Tout a commencé par une vidéo en direct sur Facebook. Un cri de détresse numérique qui, en quelques heures, s’est mué en un acte de résistance physique au cœur de la capitale gabonaise. Rejoint par d’autres jeunes de sa localité, Wilfrid Kombe Nziengui a transformé son indignation individuelle en un mouvement de contestation citoyenne.

Gabon : A Libreville, une grève de la faim pour sortir l’Ogoulou de l’oubli

Les revendications de ces « fils de l’Ogoulou » sont claires : ils exigent la fin d’un sous-développement qu’ils jugent chronique. « Nous avons décidé de nous lever pour protester contre l’abandon dont nous sommes victimes », martèle le leader du mouvement. Les yeux sont désormais rivés vers le Palais Rénovation, les grévistes interpellant directement le président de la République, Brice Clotaire Oligui Nguema, sur l’urgence d’un plan de sauvetage pour Mimongo.

Le défi de la décentralisation

Sur place, le constat est en effet alarmant. Le chef-lieu du département semble figé dans le temps, accumulant les carences : absence de voirie et d’éclairage public, inexistence de pharmacie ou de station-service et un centre médical aux abois. En saison des pluies, l’enclavement devient total, rendant les infrastructures scolaires quasi inaccessibles. Ce marasme économique nourrit un chômage massif, poussant la jeunesse vers un exode rural qui vide le département de ses forces vives.

Au-delà de la survie immédiate, cette grève de la faim pose la question de l’efficacité des politiques de développement local. En réclamant des conditions de vie dignes, les jeunes de Mimongo placent les autorités face à leurs promesses de décentralisation.

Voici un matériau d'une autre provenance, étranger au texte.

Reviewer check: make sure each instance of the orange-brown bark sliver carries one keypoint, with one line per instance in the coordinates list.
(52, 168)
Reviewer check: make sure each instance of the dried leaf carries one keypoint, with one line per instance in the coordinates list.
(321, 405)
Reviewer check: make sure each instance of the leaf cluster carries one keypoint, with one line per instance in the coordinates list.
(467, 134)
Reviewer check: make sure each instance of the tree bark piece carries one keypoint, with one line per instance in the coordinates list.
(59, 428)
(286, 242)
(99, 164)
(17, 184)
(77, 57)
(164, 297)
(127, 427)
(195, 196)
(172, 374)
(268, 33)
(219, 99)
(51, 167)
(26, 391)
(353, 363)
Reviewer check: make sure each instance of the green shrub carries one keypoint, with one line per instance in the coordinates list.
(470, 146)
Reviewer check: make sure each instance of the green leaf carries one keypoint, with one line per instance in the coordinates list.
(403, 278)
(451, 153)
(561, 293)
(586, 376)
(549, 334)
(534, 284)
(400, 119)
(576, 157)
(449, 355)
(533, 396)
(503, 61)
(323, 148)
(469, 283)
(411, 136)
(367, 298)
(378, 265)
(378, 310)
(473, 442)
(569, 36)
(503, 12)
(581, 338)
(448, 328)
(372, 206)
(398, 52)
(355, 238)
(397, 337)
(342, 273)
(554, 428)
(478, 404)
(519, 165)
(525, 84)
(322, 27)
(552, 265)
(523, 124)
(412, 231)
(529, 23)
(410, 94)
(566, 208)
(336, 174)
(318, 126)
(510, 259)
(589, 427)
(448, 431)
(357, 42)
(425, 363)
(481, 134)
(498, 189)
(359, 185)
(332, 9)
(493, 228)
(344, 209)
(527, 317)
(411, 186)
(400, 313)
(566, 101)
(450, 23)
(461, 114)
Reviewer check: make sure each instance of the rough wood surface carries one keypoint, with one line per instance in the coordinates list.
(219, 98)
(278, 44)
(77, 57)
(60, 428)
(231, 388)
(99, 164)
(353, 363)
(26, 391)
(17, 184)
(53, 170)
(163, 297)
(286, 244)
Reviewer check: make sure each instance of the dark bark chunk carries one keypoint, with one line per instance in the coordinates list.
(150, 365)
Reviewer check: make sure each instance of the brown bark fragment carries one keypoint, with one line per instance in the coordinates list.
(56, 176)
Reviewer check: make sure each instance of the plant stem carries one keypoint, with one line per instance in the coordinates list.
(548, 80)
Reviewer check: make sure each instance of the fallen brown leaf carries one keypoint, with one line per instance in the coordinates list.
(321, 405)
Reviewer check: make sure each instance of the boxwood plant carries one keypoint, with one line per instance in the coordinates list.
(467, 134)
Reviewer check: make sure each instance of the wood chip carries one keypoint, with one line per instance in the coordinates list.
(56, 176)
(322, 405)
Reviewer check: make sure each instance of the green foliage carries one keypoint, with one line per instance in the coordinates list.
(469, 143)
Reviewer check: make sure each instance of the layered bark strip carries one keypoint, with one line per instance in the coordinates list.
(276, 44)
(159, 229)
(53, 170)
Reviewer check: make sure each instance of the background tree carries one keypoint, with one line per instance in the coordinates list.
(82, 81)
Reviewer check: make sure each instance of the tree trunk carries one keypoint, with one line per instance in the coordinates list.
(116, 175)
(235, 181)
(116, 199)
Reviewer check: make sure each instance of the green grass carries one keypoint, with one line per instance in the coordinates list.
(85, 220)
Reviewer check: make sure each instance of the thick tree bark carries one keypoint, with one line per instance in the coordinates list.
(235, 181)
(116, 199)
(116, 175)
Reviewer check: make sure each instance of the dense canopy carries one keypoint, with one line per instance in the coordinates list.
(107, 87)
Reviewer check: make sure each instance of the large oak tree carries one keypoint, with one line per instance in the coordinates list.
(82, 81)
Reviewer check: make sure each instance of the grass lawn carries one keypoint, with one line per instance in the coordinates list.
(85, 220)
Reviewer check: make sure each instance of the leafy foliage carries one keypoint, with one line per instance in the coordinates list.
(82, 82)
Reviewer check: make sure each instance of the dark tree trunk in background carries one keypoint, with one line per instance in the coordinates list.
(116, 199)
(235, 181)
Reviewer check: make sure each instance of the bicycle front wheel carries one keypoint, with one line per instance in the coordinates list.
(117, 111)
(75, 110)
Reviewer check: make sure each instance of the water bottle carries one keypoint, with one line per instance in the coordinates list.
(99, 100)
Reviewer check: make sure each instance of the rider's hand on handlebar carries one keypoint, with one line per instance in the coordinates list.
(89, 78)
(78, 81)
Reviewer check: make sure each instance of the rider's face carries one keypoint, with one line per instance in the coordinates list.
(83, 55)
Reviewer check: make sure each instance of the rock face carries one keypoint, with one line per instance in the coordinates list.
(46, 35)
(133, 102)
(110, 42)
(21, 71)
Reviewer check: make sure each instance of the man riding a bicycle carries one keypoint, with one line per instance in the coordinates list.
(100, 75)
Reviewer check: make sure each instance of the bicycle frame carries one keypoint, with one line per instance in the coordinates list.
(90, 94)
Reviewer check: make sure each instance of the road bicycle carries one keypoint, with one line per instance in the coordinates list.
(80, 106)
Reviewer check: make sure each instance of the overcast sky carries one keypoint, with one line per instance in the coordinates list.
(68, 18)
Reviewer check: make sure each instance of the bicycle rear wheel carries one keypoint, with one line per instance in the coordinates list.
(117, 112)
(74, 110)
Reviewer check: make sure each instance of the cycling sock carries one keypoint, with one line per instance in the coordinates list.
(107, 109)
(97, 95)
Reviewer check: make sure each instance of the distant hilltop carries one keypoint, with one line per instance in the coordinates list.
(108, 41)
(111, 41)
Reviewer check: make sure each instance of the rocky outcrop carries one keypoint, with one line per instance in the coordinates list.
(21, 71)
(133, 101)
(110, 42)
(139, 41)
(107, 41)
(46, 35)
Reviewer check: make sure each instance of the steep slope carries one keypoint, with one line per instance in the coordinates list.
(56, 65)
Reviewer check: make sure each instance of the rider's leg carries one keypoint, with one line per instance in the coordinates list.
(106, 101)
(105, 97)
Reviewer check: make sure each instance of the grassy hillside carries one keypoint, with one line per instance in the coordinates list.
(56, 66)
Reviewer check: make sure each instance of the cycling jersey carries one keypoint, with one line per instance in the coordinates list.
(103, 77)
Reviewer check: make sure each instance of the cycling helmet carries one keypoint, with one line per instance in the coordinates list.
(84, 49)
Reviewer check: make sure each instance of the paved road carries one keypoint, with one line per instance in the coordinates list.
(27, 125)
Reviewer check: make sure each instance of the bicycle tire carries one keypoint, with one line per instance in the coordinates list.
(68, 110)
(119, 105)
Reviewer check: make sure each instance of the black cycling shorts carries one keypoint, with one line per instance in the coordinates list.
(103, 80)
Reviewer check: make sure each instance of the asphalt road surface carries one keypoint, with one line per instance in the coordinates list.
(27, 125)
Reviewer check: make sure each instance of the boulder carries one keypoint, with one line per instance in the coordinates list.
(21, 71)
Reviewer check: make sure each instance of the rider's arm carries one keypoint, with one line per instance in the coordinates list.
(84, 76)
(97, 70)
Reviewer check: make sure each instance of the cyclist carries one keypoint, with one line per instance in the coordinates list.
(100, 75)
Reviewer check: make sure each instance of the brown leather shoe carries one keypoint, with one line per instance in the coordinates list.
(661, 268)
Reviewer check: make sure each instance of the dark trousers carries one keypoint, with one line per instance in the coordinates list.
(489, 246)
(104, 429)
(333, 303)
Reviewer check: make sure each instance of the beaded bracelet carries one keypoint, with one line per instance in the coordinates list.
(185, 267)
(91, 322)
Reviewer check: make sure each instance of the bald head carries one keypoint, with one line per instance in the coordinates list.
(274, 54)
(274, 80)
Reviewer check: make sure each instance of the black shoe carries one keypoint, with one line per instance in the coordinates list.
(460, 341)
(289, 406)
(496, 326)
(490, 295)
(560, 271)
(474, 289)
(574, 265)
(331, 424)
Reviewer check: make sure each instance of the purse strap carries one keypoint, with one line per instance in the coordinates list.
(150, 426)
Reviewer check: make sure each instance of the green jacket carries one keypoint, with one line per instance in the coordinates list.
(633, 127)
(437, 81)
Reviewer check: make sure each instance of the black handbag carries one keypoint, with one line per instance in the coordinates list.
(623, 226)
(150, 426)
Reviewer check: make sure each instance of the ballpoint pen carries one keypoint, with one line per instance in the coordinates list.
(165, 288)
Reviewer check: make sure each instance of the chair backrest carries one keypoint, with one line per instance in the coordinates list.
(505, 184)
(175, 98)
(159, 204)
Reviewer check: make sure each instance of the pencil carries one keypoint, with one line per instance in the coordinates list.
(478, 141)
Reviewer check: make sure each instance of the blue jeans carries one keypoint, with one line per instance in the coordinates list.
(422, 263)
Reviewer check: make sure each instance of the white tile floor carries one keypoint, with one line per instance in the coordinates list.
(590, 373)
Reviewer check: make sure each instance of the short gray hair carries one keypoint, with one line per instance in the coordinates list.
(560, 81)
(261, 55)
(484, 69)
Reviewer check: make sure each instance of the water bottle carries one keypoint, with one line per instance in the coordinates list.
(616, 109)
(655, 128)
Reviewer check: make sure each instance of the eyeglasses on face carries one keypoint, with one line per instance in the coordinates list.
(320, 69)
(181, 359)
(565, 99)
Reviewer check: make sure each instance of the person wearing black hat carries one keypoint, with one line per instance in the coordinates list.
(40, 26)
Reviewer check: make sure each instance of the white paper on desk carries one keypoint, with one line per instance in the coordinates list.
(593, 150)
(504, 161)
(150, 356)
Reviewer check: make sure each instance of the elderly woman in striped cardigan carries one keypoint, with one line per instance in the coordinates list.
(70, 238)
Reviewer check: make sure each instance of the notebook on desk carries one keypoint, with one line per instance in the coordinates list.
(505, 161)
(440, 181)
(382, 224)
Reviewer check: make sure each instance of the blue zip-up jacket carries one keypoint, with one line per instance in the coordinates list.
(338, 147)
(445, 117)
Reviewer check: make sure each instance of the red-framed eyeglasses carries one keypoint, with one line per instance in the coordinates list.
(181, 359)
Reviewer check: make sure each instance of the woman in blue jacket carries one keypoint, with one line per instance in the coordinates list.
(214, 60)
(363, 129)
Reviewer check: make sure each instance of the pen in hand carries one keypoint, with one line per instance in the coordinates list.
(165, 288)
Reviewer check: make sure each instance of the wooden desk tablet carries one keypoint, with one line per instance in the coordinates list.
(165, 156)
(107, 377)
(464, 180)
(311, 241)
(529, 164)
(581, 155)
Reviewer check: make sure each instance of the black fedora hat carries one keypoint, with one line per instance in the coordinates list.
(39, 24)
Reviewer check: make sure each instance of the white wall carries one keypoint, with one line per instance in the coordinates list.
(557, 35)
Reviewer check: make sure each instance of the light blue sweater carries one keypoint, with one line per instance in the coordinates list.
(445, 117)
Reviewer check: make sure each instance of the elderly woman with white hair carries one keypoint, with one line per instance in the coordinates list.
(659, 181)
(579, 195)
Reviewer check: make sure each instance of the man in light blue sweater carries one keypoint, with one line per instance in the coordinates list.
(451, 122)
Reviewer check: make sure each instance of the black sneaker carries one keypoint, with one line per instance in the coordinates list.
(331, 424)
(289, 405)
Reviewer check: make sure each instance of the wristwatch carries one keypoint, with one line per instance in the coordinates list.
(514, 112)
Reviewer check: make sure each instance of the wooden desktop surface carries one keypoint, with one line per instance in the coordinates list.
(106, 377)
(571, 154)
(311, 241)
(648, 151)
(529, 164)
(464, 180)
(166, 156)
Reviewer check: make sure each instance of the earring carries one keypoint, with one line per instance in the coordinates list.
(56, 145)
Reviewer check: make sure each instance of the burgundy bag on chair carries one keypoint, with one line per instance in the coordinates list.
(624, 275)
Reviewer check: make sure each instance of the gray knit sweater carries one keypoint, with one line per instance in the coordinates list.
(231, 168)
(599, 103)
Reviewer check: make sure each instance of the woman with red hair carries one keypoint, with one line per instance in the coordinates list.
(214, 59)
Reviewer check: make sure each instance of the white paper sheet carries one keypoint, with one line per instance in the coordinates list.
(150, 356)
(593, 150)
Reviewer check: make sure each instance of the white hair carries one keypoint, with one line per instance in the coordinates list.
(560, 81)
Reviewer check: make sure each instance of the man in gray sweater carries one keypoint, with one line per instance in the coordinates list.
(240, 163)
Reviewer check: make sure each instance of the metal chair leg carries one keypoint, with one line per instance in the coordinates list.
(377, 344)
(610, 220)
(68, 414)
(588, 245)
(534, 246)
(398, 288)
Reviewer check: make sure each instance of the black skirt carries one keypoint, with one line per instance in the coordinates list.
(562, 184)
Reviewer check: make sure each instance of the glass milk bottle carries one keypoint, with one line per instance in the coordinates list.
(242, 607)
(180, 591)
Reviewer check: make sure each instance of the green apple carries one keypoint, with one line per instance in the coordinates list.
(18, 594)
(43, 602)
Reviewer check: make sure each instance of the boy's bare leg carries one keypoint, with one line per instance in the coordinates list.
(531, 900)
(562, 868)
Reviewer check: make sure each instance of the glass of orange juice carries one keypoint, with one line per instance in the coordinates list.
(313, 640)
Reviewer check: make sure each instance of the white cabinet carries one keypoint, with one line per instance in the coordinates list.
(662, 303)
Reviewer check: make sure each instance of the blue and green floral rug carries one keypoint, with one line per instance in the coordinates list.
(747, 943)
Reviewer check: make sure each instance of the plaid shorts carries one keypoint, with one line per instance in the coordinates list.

Pour ces manifestants, il ne s’agit plus de se satisfaire de discours, mais d’obtenir des actions concrètes et tangibles. Ce bras de fer sur la place de l’Indépendance rappelle que, malgré la l’entrée du Gabon dans la Ve République, le sentiment d’abandon des provinces reste une plaie vive qu’il faudra refermer pour garantir la cohésion nationale.